All these features are explained here and here and I will also explain some as we progress in the post.

Initially, I set out to use Python for this project and I did. Kinda. I had my first iteration of data collection all done with Python’s pandas and a python package called spotipy.

Along the line, however, I reviewed my methodology and found a more interesting dataset. For this, I went back to R specifically because of the tidyr::gather() function (it’s so annoying pivoting data in pandas jeez).

Here’s the code in R and Python which are different in most ways except a function called get_audio_features. My final dataset can be found here.

The amount of time I spent on data gathering is in sharp contrast with my other projects because, unlike my other projects, someone took the time to put a ready-to-use dataset together. This is a major reason why I share all the data I gather so hopefully, someone out there won’t spend 6 weeks on trying to gather data.

Let’s begin!

1.   In the past sixty years, we have had only two major changes in music

By using an algorithm called clustering, we can find similarities/clusters of artistes and their music using their song features.

Using this approach, we have two clusters of artistes – The String Lovers and The Poetics. The reason we chose these weird names lies in the two song features that define these clusters best: Instrumentalness and Speechiness.

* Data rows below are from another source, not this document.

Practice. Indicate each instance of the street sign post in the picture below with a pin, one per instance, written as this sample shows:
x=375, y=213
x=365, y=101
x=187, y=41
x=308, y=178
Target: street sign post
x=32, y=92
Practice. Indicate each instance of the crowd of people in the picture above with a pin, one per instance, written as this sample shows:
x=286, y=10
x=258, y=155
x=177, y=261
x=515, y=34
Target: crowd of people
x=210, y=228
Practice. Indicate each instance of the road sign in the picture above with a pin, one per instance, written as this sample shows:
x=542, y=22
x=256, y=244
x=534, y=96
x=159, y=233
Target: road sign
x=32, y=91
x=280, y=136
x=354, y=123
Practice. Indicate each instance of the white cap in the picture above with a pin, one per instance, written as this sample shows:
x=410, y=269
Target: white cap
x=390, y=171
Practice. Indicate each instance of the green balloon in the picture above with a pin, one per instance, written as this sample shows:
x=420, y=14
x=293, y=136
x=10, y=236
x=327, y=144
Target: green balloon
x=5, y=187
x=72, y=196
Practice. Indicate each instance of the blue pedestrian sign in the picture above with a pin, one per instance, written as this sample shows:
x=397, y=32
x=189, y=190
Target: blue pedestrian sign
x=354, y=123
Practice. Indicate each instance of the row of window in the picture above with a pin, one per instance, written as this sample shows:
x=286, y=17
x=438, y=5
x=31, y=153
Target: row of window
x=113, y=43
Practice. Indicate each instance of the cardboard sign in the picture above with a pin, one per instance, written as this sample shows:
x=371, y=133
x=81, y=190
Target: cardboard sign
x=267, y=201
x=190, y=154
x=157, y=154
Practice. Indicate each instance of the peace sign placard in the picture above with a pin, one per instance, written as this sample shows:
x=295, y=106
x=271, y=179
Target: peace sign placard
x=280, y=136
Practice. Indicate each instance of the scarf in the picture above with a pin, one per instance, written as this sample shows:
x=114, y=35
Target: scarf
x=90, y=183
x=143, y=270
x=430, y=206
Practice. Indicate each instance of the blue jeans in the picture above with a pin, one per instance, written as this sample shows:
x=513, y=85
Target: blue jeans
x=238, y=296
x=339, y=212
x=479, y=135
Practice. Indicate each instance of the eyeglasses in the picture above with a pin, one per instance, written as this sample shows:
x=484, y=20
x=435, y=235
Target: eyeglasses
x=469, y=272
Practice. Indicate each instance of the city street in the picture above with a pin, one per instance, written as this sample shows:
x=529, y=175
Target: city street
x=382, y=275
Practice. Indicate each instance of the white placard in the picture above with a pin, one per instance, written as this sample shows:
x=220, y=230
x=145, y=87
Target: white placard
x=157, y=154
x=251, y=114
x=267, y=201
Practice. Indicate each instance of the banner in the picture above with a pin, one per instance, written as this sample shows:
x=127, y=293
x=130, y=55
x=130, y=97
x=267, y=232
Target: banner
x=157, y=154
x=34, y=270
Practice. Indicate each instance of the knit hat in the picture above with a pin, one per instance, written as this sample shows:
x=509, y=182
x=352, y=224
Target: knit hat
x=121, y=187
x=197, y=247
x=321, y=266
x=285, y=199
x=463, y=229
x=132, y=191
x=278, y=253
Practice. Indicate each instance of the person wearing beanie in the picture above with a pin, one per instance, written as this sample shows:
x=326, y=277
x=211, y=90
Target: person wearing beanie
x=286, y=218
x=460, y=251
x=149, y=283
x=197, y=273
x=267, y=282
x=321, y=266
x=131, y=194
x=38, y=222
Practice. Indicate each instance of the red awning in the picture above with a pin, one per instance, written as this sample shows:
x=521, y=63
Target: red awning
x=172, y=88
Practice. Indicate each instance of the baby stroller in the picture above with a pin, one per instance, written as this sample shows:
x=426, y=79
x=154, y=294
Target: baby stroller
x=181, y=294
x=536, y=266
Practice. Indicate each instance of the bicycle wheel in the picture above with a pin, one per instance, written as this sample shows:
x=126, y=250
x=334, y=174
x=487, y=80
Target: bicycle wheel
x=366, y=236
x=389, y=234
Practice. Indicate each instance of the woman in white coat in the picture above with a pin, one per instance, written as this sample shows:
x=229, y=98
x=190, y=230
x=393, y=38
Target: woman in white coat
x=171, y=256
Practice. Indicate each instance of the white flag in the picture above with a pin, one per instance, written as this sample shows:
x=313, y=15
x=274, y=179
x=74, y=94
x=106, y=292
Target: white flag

Instrumentalness predicts whether a track contains no vocals on a scale of 0 to 1. “Ooh” and “aah” sounds are treated as instrumentals as well. The closer the value is to 1, the more likely there is no vocal content (e.g. a soundtrack) and the closer it is to zero, the more vocal it is (e.g. rap or spoken word).

Speechiness detects the presence of spoken words in a track.

  • The String Lovers score high on Instrumentalness but low Speechiness. This means that artistes in this period tend to favor instruments as opposed to speech.
  • The Poetics are the direct opposite. They score pretty high in Speechiness but very low on Instrumentalness.

Figure 1

The other interesting thing about these clusters is when they appear on the Billboards Hot 100.

  • Most String Lovers appeared on Billboard before the 1990s.
  • Most Poetics appeared on Billboard after the 1990s.

Figure 2

  • The 90s itself seemed to be a pivotal time in music as we see with the ~50-50 split between String Lovers and Poetics. This meant that artistes were split between going with this new type of music or sticking to the existing sound.

2.   The use of instruments dropped mostly because rock bands became less popular

Between the late ’60s and the early 2000s, bands were so popular that there were as many bands as solo artistes.

Before the 2000s, the more bands there were in a year, the higher the average Instrumentalness in that year.

Figure 3

However, after the 90s, the number of bands had little or no effect on the use of instruments.

Figure 4

Except the two outliers, the number of bands had virtually no effect on the use of instruments.  This is interesting because, like I mentioned earlier, bands were still popular in the early 2000s.

So, what happened?

I’m sure you guessed it. The TYPE of bands changed.

Figure 5

Before the 90s, about 60% of bands were rock bands – the types typically with one lead singer and a bunch of instrumentalists.

However, from the 2000s to present day, the percentage of rock bands dropped significantly making way for a new brand of bands which were generally made up of ALL singers: Pop bands. Think Destiny’s Child, Pussycat Dolls, Fifth Harmony, One Direction – you name it!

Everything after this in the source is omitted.